Posthammer: Pervasive Browser-based Rowhammer Attacks with Postponed Refresh Commands

Finn de Ridder

34th USENIX Security Symposium (USENIX Security '25) · Day 3 · Hardware Security 3: Side-Channel and Fault Injection Attacks

The "Posthammer" talk at USENIX Security unveiled a sophisticated and highly effective browser-based Rowhammer attack that significantly expands the attack surface for this persistent memory vulnerability. Presented by Finn de Ridder, this research demonstrates that a majority of modern DDR4 memory chips are susceptible to Rowhammer-induced bit flips initiated directly from a web browser.
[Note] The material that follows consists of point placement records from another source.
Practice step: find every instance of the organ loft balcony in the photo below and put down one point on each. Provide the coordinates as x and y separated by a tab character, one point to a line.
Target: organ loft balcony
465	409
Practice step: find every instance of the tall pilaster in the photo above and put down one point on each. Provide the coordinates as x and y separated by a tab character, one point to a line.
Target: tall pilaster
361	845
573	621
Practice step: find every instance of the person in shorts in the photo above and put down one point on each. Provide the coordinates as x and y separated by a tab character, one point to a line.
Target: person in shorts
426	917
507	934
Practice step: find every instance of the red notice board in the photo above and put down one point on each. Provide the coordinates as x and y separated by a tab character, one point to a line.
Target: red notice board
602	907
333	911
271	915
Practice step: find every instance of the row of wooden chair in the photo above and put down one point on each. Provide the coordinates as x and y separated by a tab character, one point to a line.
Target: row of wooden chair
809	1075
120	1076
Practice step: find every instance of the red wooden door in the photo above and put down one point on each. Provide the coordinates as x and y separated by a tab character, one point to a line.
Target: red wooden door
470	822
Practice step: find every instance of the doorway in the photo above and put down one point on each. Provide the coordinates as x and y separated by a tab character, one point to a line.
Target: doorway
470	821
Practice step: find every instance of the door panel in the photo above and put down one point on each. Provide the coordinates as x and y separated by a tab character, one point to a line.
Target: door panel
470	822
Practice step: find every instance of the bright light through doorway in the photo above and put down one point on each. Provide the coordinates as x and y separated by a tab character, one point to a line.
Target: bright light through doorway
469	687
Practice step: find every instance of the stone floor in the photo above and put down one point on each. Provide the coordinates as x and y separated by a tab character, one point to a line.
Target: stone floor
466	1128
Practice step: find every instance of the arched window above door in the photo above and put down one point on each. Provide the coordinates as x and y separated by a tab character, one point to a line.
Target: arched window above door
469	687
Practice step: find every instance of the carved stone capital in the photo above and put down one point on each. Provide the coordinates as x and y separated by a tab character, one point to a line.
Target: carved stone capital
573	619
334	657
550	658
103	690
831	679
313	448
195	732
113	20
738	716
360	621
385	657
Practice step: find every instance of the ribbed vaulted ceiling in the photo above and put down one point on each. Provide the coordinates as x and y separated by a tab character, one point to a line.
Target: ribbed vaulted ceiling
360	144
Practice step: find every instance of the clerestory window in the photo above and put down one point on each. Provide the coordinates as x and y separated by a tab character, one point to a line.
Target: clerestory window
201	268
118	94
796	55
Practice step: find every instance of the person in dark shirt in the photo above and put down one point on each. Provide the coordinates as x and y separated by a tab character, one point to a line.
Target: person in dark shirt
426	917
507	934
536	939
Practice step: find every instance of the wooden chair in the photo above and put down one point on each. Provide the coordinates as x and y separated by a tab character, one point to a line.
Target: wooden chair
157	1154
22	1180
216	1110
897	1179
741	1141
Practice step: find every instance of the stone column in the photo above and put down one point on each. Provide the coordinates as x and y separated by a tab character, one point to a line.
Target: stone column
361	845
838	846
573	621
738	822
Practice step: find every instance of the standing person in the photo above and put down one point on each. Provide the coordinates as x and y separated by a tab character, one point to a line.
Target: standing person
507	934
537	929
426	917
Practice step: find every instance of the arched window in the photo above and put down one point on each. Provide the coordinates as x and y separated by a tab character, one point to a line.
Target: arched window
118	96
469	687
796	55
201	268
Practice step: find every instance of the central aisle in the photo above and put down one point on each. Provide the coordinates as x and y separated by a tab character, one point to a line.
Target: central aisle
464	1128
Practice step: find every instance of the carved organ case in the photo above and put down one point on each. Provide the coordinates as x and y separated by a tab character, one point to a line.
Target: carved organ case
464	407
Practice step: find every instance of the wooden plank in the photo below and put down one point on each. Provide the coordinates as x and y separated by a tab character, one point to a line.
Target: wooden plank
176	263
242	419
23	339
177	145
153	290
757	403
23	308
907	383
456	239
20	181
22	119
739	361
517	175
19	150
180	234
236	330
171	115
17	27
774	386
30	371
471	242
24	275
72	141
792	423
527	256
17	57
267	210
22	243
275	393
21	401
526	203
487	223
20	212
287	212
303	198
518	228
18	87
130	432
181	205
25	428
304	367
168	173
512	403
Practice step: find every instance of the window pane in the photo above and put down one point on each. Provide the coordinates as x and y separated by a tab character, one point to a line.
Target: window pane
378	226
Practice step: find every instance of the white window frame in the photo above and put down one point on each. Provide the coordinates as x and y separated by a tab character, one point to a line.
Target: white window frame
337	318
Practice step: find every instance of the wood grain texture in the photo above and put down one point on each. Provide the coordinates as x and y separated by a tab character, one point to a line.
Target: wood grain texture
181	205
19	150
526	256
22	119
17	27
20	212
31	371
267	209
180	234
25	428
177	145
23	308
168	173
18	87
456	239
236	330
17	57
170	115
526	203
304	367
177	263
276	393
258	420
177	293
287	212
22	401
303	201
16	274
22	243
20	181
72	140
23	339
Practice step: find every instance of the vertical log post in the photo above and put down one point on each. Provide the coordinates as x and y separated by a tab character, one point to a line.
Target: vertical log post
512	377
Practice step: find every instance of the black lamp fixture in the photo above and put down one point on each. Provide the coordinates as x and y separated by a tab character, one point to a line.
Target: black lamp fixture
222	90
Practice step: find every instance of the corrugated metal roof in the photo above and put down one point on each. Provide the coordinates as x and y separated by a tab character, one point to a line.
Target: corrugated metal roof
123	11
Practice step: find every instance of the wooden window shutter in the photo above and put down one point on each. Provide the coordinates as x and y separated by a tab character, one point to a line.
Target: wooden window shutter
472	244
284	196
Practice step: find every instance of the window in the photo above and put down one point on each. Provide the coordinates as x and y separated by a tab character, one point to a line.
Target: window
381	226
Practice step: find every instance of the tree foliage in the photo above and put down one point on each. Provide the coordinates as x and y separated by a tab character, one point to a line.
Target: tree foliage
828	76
The talk highlights novel techniques, including the exploitation of **postponed refresh commands** and the creation of **non-uniform hammering patterns** using browser-accessible primitives, to bypass existing hardware mitigations.

AI review

Posthammer is the real deal — original hardware security research from ETH Zurich that meaningfully advances the browser-based Rowhammer attack surface by exploiting JEDEC-allowed refresh postponement and constructing non-uniform hammering patterns via a novel 'lanes' primitive. A 40% end-to-end success rate across 17/28 tested DDR4 DIMMs, culminating in a JavaScript read/write primitive, is not a lab curiosity — it's a practical, weaponizable capability delivered from a browser tab.